Él nos pidió que cantáramos. En ese espacio, sin pistas, sin estudio. Solo nosotros. Y no sabíamos qué elegir. Gabriel propuso cantar el verso que más lo había asustado escribir, ese que dice: "Ya no cambio el tono por miedo, ahora lo cambio por sentir mejor". Yo seguí con el fragmento que más me expone: "Si temblar es error, prefiero ese error sobre silencio". Cantamos despacio. No porque fuera un show, sino porque queríamos que cada palabra tuviera su espacio.
Al terminar, Dante no habló enseguida. Cerró los ojos como si el sonido aún estuviera recorriendo pasillos internos.
Después dijo:
—Lo que ustedes hacen no es canto. Es testimonio. Y eso, chicos... no se enseña. Se tiene o no se tiene.
Nos quedamos en silencio. Yo ya estaba sintiendo que la nariz se me arrugaba como papel doblado. Gabriel sostenía el vaso que nos dieron, sin tomarlo, como si fuera micro emocional.
Entonces Dante se puso de pie. Y ahí fue cuando pasó.
—Estoy por lanzar una gira. Cinco fechas. Escenarios con energía, público que quiere sentir más que bailar. Y necesito que alguien abra cada show... no con fuegos artificiales. Sino con alma.
Nos miró como si ya supiera la respuesta.

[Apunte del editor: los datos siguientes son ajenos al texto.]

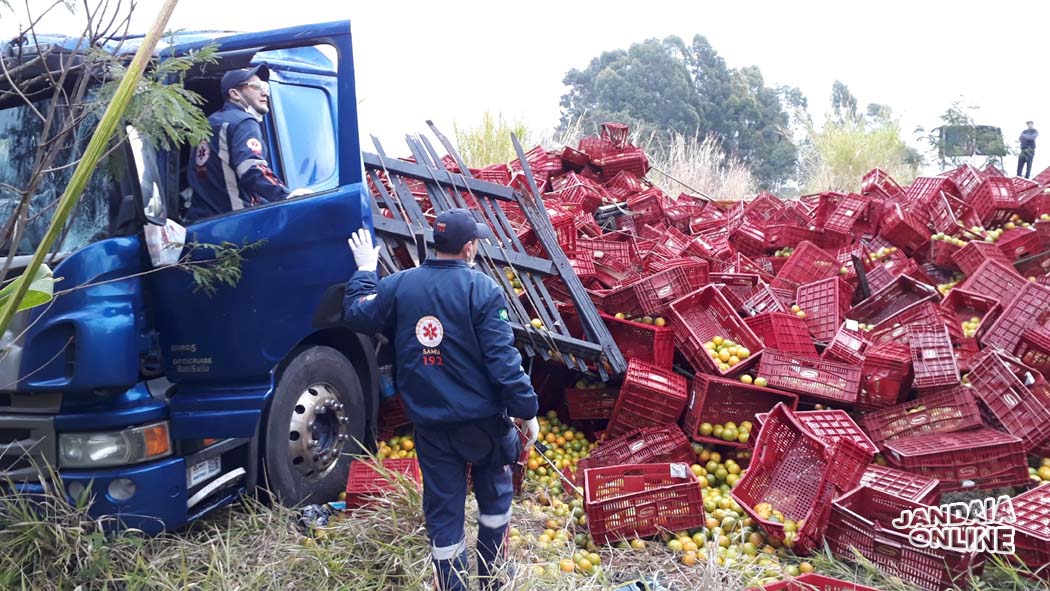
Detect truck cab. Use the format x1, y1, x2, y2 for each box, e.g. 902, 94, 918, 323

—¿Quieren ser mis teloneros?
Sí, así. Sin preámbulos decorativos. Gabriel tardó dos segundos en procesarlo.
—¿Estás hablando de nosotros? ¿Los teloneros?
Dante se rió, relajado.
—Estoy hablando de los que le cantan a gente que no se cree valiente. Y hacen que se lo pregunte después.
Yo tragué saliva. Pensé en todos los ensayos caseros, en todos los versos tachados. En el miedo de no sonar suficiente. Y dije lo único que me salió:
—Sí. Queremos.
Gabriel me miró con ojos de "esto es real, ¿verdad?", y yo lo miré con el mismo gesto de "no sé cómo, pero sí".
Dante nos abrazó. Nada fingido. Como si estuviéramos compartiendo algo que ya tenía historia aunque recién empezara.
Antes de irse, nos dijo:
—No olviden esto: el aplauso empieza mucho antes del escenario. Empieza cuando alguien se escucha a sí mismo gracias a lo que ustedes cantan.
Lo apunté. En el cuaderno. Y en el pecho.
Querido diario:
Hoy no nos corrigieron. Hoy nos escucharon. Y después de escucharnos... nos invitaron.
Quizás el mundo aún no sabe quiénes somos. Pero ya nos están dejando entrar.
Y cuando eso pase, quiero que alguien, desde algún lugar del público, diga: "Eso... me habla."
Porque si nuestras voces pueden hacer eso... ya no quiero cantar para que me aplaudan.
Quiero cantar para que alguien recuerde quién era.